By Florian Douetteau, Dataiku
Enterprise AI (and today’s data culture at large) has a lot of associated buzzwords and hype, but what does it actually mean for an organization in practice? Is it as grandiose as it is made out to be? Will teams fail without exceptional ambition and talent or unlimited resources?
Believe it or not, the answer is no. In order to be successful, companies need to integrate data and AI organically throughout the organization, systematizing its use at scale to unlock individual creativity. By making the use of AI an everyday behavior (elevating the people using it with the ability to make better decisions), organizations will be equipped to accomplish the complete spectrum of AI use cases, from the mundane to the moonshots.
Whether an organization is working on optimizing processes (i.e., automating monthly business reporting) or more advanced machine learning applications (i.e., complex modeling that could, if executed with the right approach, generate millions in incremental revenue), AI can’t be put on a pedestal as this flashy solution that will alter a business’s trajectory overnight. It’s not a magical fix that will change everything about a business. Rather, it’s a powerful tool that can optimize every single process, but it has to be embedded into the organization’s operating model in order to actually make an impact.
At Dataiku, we’ve seen many businesses struggle to jumpstart their enterprise AI journey over the years and we’ve also seen some that have thrived. The companies that succeed are the ones that go beyond leveraging AI for one specific project or ad-hoc use case and instead focus on scaling it out to a level that will sustain the business in the future.
Demystifying enterprise AI
As mentioned, data and AI are mostly about optimizing each individual business process that a company does, in order to make them more efficient and, ultimately, create more value. There are hundreds (or even thousands) of business processes going on at any one time, so it’s safe to say it’s not a turnkey process, but rather one that takes time and requires the careful alignment of people, processes, and technology.
For example, financial companies might want to optimize their cash management processes, a marketing department might want to work on targeting their customers using data segmentation, and healthcare companies might want to use AI to ease the choke points in their documentation workflows. While optimizing these things individually may seem mundane, in aggregate they create tremendous value.
Let’s look at an example of sales forecasting for a finance team. If what previously took 10 financial analysts weeks to complete manually now takes one analyst just a few days or even hours, the ROI comes from the efficiency across the end-to-end data lifecycle. Now, the business has nine analysts that can focus on other high-value projects — a win for both the company (increased speed to value and now they can start on innovative projects that are either net new or they never got to previously) and the analysts themselves (increased team efficiency).
While these benefits are often cornerstone, there are a myriad of other use cases that can generate value in the forms of increased revenue, reduced churn, mitigated risk, decreased operational costs, and enhanced innovation, to name a few.
To truly realize AI at scale, it comes down to the notion that organizational transformation is worth more than the sum of your use cases. Real value comes from what is achieved beyond specific use cases, the mundane ones that are evident upfront in order to gain executive buy-in (such as a retail company using AI to improve personalized marketing ads on their website or a financial institution taking a smarter approach to fraud detection). These mundane use cases are certainly not unimportant, because they act as proof points for something bigger that the organization wants to achieve. If successful, this will completely change the future conversations with stakeholders, elevating the organization out of a purely “per use case” discussion and into broader business cases that are likely loftier and more radical — the moonshots, if you will.

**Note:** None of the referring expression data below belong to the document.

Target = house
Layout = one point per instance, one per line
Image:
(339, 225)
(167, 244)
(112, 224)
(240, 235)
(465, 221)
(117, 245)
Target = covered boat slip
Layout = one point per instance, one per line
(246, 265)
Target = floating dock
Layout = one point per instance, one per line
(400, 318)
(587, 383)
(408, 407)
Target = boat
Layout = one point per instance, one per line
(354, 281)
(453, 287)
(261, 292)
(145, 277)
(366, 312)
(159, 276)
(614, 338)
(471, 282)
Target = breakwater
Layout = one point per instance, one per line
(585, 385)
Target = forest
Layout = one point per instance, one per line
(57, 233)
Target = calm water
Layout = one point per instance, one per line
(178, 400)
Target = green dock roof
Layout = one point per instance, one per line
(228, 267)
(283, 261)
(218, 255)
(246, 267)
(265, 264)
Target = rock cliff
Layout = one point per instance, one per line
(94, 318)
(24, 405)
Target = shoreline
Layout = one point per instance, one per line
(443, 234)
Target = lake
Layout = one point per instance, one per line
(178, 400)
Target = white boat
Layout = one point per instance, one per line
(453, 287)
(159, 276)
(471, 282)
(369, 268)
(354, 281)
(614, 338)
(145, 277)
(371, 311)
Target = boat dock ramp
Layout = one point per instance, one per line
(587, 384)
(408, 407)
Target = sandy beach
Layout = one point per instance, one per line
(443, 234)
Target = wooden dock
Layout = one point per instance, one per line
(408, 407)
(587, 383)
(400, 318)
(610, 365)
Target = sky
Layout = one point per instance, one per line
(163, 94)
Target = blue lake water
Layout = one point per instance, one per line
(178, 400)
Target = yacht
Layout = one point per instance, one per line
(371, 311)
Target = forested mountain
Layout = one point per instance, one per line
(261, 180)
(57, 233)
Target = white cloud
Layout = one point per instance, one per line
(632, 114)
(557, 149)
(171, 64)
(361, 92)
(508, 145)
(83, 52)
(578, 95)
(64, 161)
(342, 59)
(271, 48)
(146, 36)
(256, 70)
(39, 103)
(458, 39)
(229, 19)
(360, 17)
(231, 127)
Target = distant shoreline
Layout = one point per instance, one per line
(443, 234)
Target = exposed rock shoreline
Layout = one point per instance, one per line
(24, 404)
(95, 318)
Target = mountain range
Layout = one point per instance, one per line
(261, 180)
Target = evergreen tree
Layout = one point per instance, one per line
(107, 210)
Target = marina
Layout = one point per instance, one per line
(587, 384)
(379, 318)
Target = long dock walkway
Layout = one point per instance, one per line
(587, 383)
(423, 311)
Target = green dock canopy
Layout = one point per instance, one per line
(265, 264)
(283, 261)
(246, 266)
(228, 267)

So, let’s put all of this in perspective. While some organizations have grasped and implemented robust analytics and AI programs because they figured out the blueprint to getting everyone involved, others have been left scrambling to figure out how to realize the full potential from these technologies. They don’t know how to integrate data and AI organically throughout the organization, data talent is increasingly hard to find and expensive to hire and retain, and there are typically no governance capabilities at an organizational and individual level.
By pulling back the curtain and making the use of data and AI an everyday behavior, these organizations effectively empower their employees to use it — enabling them to make better decisions, transforming their work on everyday AI into extraordinary results. By allowing everyone to imagine, execute, control, and have governance over their work (like Dataiku’s all-in-one platform), data and AI become business assets that propel the company forward. By unlocking individual creativity and giving everyone a seat at the table, organizations can generate exceptional business results from AI, whether they are solving the mundane or undertaking moonshots.